The Statistics faculty is comprised of a highly-active research group of statisticians who have a wide range of research interests. Statistics research is currently being conducted in Bayesian statistics, biostatistics and epidemiology, time series and spatial modeling, ecological statistics, animal movement models, disease ecology, sports analytics, statistics education, causal inference, measurement error models, sampling, response surface methodology, design of experiments, and statistical quality control. Statistics faculty have received grant funding through either individual or collaborative grants from national agencies such as NSF, NIH, DARPA, U.S. Geological Survey, U.S. Forest Service, National Parks Service, and U.S. Bureau of Reclamation.

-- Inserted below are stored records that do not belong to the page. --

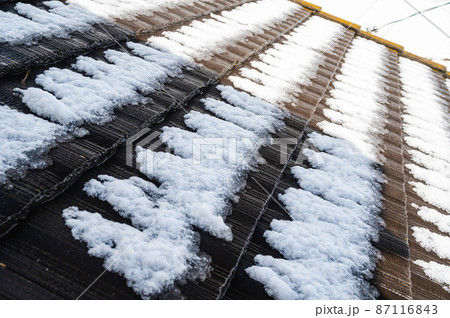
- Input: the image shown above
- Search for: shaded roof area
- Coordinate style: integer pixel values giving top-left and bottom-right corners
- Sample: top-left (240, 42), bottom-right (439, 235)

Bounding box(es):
top-left (0, 0), bottom-right (450, 299)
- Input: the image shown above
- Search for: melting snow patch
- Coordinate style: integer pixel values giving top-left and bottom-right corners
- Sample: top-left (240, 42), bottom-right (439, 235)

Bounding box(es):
top-left (15, 42), bottom-right (184, 126)
top-left (318, 38), bottom-right (388, 161)
top-left (148, 0), bottom-right (299, 61)
top-left (400, 58), bottom-right (450, 213)
top-left (67, 0), bottom-right (198, 19)
top-left (230, 17), bottom-right (344, 103)
top-left (0, 1), bottom-right (103, 44)
top-left (246, 133), bottom-right (383, 299)
top-left (63, 86), bottom-right (284, 298)
top-left (0, 105), bottom-right (68, 184)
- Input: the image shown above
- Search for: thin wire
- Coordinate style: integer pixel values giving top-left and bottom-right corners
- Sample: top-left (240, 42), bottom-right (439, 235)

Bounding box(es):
top-left (403, 0), bottom-right (450, 39)
top-left (369, 1), bottom-right (450, 32)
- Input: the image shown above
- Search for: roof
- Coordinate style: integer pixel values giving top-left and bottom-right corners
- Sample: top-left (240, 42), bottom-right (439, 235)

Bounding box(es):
top-left (0, 0), bottom-right (450, 299)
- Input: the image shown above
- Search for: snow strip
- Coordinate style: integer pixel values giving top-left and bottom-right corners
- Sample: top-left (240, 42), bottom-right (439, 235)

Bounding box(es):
top-left (400, 58), bottom-right (450, 213)
top-left (66, 0), bottom-right (199, 19)
top-left (318, 38), bottom-right (388, 161)
top-left (148, 0), bottom-right (299, 61)
top-left (414, 260), bottom-right (450, 293)
top-left (0, 1), bottom-right (103, 44)
top-left (63, 86), bottom-right (284, 298)
top-left (15, 42), bottom-right (184, 126)
top-left (412, 226), bottom-right (450, 259)
top-left (246, 133), bottom-right (383, 299)
top-left (0, 105), bottom-right (68, 184)
top-left (230, 17), bottom-right (344, 103)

Our dedicated faculty teach a wide variety of courses in small classes where students get individual attention. Research encompasses a broad range of theoretical and practical topics. Because members of the faculty are actively engaged in consulting and collaborative interdisciplinary problems, much of the statistical research is directed toward practical problems.
The Statistics graduate program offers degrees at both the M.S. and Ph.D. levels. Through coursework (in particular, statistical consulting and the MS writing project), research seminars, interdisciplinary research opportunities and faculty who place a high value on mentoring, graduate students have the opportunity to engage in a variety of activities that promote intellectually stimulating and successful graduate education and research.

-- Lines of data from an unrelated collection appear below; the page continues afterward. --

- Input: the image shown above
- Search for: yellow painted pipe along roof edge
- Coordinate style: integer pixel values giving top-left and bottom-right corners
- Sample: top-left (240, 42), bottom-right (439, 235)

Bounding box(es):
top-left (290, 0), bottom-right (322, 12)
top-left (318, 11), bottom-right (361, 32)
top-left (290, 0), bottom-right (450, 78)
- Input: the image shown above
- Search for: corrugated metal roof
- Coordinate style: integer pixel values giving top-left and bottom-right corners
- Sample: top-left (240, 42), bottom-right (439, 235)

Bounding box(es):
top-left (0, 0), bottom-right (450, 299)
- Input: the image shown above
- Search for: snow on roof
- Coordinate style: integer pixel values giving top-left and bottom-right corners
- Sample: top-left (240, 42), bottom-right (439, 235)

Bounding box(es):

Congratulations on your recent promotion to Associate Professor in 2020!
Dr. Nicole Carnegie
Dr. Carnegie is a biostatistician focusing on methodological questions encountered in HIV prevention and causal inference. She studies the role of social relationships in shaping the spread, treatment and control of disease. For sexually transmitted infections, such as HIV, understanding the structure and evolution of sexual networks over which pathogens spread is critical to identifying control measures. Her research integrates concepts from epidemic modeling, network modeling and causal inference to develop novel tools for assessing the effectiveness of various intervention strategies.